The US Department of Justice equated Megaupload's Rewards Program, which “provides users with financial incentives to upload popular content and drive web traffic to the site” with racketeering, noting this was achieved using user-generated linking sites.
But that business model, from a legal sense, doesn’t appear dissimilar to the services of Google’s YouTube, Vimeo or any number of online content services. Many services provide financial rewards to users generating popular content, most under the assumption that the user owns the copyright in the work. The more hits a power user gets on YouTube, for example, the larger the slice of revenue they are entitled to under Google’s reward program. Is that racketeering?
“Numerous parts of Google’s business model reward popular content,” Vincent notes. “Isn’t it possible popular content might just as often be non-infringing?”
It’s interesting to note that Google now shares some of that revenue with the content industry. Could Google executives be arrested for operating YouTube if the content industry turned savage on its rewards program? When Google bought YouTube in 2006 there was no solution to the problem of uploads which infringed copyright.
Like the iiNet vs AFACT case being fought in Australia, this particular issue may come down to the notion of authorisation.
The US Department of Justice claims to have evidence to prove the accused “specifically knew [of] uploaded infringing content” and promoted links to that content.
Some of the email conversations between the accused the FBI managed to access suggest they may have deliberately turned a blind eye.
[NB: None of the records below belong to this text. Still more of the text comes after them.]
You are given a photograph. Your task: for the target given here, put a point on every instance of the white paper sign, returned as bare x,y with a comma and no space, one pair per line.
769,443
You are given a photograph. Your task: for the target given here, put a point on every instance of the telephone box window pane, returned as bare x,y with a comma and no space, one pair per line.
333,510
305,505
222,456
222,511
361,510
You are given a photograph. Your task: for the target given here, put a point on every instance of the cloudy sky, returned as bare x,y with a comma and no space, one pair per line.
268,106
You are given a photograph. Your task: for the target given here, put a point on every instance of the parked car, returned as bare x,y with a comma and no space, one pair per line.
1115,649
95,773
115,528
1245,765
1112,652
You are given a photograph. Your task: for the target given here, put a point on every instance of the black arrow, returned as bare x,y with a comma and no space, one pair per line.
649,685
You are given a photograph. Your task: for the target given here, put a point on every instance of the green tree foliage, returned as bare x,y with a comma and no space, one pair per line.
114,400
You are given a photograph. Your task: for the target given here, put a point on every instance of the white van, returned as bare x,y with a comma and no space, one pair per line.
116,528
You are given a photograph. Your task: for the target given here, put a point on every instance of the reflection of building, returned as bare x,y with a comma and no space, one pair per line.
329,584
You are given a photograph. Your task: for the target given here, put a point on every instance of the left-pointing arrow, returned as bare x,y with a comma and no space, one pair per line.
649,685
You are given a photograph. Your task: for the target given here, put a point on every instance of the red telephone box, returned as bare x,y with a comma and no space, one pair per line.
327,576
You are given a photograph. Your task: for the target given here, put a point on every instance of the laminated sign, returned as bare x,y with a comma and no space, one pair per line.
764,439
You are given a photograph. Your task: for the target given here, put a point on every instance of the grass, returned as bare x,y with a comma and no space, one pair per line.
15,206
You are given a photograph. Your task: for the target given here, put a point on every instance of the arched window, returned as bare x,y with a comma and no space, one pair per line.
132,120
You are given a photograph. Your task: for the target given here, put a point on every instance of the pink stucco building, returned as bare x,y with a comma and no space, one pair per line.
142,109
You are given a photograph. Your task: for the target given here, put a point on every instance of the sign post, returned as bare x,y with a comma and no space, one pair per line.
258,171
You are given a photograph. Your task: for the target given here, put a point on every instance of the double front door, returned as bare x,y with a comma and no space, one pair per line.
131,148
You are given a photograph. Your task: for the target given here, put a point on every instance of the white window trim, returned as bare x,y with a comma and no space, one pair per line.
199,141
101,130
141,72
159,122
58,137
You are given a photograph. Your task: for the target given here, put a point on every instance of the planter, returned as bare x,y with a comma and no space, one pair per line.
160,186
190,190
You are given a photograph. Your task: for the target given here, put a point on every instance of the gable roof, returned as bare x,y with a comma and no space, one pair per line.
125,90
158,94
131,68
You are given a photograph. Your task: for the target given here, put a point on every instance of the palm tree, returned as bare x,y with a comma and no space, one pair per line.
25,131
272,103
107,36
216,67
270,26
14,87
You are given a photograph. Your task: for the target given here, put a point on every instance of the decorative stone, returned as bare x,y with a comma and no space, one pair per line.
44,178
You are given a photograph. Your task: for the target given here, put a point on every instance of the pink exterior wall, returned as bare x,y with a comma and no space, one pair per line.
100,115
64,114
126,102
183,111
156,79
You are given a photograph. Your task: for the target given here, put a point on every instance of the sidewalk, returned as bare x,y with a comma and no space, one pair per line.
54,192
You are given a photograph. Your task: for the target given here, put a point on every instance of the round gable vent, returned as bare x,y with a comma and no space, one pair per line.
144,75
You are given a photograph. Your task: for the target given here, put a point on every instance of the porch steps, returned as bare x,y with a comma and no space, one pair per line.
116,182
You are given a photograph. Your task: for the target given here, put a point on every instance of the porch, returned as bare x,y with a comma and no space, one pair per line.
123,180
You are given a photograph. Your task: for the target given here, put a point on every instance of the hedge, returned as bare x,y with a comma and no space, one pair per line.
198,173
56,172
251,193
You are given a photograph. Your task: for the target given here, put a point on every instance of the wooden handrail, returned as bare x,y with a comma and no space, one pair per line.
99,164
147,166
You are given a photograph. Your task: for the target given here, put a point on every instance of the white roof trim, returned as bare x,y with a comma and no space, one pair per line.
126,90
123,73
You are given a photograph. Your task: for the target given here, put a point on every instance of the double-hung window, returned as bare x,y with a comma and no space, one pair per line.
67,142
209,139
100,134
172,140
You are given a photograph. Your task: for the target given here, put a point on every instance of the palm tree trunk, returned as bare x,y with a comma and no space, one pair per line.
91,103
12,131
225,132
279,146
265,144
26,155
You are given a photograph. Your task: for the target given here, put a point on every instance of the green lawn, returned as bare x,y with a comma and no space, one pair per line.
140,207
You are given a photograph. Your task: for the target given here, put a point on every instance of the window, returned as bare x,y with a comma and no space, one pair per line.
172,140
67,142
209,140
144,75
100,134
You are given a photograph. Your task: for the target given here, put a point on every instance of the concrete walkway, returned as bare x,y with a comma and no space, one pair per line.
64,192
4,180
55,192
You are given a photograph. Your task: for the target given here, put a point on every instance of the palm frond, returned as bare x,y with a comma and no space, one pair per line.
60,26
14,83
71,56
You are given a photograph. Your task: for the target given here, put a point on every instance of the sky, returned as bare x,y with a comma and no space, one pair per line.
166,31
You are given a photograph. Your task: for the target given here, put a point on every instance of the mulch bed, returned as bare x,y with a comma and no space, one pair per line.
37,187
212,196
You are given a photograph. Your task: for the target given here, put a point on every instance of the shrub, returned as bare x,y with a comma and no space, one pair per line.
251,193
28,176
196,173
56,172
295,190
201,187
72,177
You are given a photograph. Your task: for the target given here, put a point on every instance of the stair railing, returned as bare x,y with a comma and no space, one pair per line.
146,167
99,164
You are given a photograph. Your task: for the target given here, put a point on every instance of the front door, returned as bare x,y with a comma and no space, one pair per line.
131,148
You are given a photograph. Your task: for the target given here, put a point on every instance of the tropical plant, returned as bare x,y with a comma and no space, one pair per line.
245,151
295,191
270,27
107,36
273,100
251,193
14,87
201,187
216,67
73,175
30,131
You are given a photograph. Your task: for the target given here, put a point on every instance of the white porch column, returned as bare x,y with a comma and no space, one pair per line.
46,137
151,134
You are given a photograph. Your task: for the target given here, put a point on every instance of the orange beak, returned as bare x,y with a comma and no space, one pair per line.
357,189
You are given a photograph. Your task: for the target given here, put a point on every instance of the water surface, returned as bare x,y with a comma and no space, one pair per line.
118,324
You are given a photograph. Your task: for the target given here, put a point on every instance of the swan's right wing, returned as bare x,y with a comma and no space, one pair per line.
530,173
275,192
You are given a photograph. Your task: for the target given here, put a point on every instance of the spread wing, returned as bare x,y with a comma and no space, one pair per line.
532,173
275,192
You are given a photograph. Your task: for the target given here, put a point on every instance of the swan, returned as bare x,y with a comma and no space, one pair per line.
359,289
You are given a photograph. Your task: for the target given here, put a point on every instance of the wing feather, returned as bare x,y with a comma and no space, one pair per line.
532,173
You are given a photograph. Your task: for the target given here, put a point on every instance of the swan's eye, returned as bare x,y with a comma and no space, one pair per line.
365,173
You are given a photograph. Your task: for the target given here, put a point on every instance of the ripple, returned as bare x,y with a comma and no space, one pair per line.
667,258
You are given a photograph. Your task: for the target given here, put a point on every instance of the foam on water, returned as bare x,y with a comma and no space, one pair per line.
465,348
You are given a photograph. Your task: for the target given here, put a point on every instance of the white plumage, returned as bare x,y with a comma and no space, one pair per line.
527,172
In one alleged exchange within the indictment, one of the accused describes them as “modern day pirates”, before another corrects him.
“We’re not pirates, we’re just providing shipping services to pirates," the alleged exchange reads.
The ‘money laundering’ charges, on the other hand, appear to rest on payments allegedly made by US citizens to Megaupload from US-based vehicles such as PayPal to foreign bank accounts.
The accused also allegedly made reward payments to US citizens and paid hosting fees to Carpathia and Cogent via similar services.
4. Could this precedent extend to other cloud services?
If data or transactions made on a server based in the United States are found to be a business activity that brings corporations and their employees under U.S. jurisdiction, the Megaupload case could have significant consequences for international users of US-based cloud computing services such as Microsoft Azure, Amazon Web Services, Rackspace or Google AppEngine.
It would equally concern users of online storage services, such as DropBox or Mozy, even users of Apple’s iCloud service. Users of the former could lose significant troves of company data should their sites ever be shut down as Megaupload has.
The U.S. Department of Justice didn’t hold any punches in this regard, noting that the case “directly targets the misuse of a public content storage and distribution site to commit and facilitate intellectual property crime.”
Vincent said cloud service users should be concerned that the “basis for the US Government asserting jurisdiction on this matter is that servers were based in Virginia in the United States.”